As the countries neighboring Iraq and Syria have been flooded with refugees, Europe too is becoming a destination. In July and August 110,000 refugees from the Syrian civil war have made the exhausting 2000-mile journey into Europe, hoping to find safety and work. More than 2,600 migrants have drowned trying to reach Greece or Italy. Some have suffocated in locked trucks abandoned by murderous smugglers who take their money and then leave them to die. Tens of thousands have been turned back by police at the borders of Europe, often herded into camps with little food, shelter or sanitation, sometimes forced to camp out at bus and rail stations because there is no other place to go. Hungarian police recently attacked a crowd of several thousand refugees at the border, including many women and children, with clubs, tear gas and water cannons. Governments are building razor wire fences to seal the borders.
To justify their inhuman treatment of refugees the European governments claim that the refugees are a threat to their countries’ economies, and to their populations. The politicians use this scaremongering to divert attention from their own policies over the recent years that have slashed budgets, cut social services, led to massive layoffs and increasing unemployment.
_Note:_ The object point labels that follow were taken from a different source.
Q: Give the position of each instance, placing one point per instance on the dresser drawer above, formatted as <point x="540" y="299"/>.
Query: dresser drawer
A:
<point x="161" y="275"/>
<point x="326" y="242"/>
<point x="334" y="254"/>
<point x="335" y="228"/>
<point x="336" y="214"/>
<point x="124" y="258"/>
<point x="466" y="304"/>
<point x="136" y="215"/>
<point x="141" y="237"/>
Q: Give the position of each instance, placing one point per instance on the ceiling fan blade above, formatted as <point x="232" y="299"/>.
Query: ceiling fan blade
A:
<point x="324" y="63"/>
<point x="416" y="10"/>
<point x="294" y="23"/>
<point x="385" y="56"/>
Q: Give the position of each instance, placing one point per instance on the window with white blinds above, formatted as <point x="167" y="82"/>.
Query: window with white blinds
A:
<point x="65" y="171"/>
Behind the civil wars in the Middle East, which drive the refugee crisis, lie the efforts of the U.S. to control this oil-rich region. The 2003 U.S. invasion of Iraq and the years of war that followed has led to a civil war. And following the Arab Spring, the Syrian population began to revolt against the government of Bashar Al-Assad, and this fighting eventually led to a civil war there. ISIS, at the moment the most powerful and brutal contender for power in Syria and Iraq, grew out of the U.S. war in Iraq.
The U.S. strategy in Iraq has been one of divide and conquer. In Iraq the U.S. government played Kurdish, Sunni, and Shi’a populations off one another. By 2005, this policy resulted in a sectarian civil war, raging ever since. And throughout this civil war, the U.S. has continued to arm and fund all sides, trying to maintain a regime that would carry out its interests in the region. In response, many of the militia’s fighters turned against the U.S. and formed ISIS together with other anti-U.S. militias in Iraq and Syria. And now the U.S. has sent military units and aircraft to try suppress ISIS, only intensifying the civil wars in Iraq and Syria.
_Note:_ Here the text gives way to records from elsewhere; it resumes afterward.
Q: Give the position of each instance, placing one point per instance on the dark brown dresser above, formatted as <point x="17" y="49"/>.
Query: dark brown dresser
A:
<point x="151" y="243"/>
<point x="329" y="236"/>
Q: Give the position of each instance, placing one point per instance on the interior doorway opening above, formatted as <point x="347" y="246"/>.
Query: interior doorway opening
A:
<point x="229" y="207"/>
Recently the Obama administration has pledged to allow an extra 15,000 refugees into the country next year. This is a slap in the face to refugees. It has been the ruthless policies of the U.S. to dominate the region that have led to these civil wars. Millions of people have been killed and displaced, countries ripped apart. And this is supposed to be seen as assistance to the refugees of the region?
These devastating wars are just tools for U.S. corporations to hang on to control over the Middle East oil. And in general, in an economic system that seeks profit at all costs, war and devastation are just necessary tools to exploit working people and dominate resources all over the globe.
Refugees have every right to flee their conditions and seek more livable situations. They’re fighting for survival against a system that has destroyed their lives. It is an economic system that is against the vast majority of people on the planet. Refugees should be welcomed to all countries – their crisis is our crisis.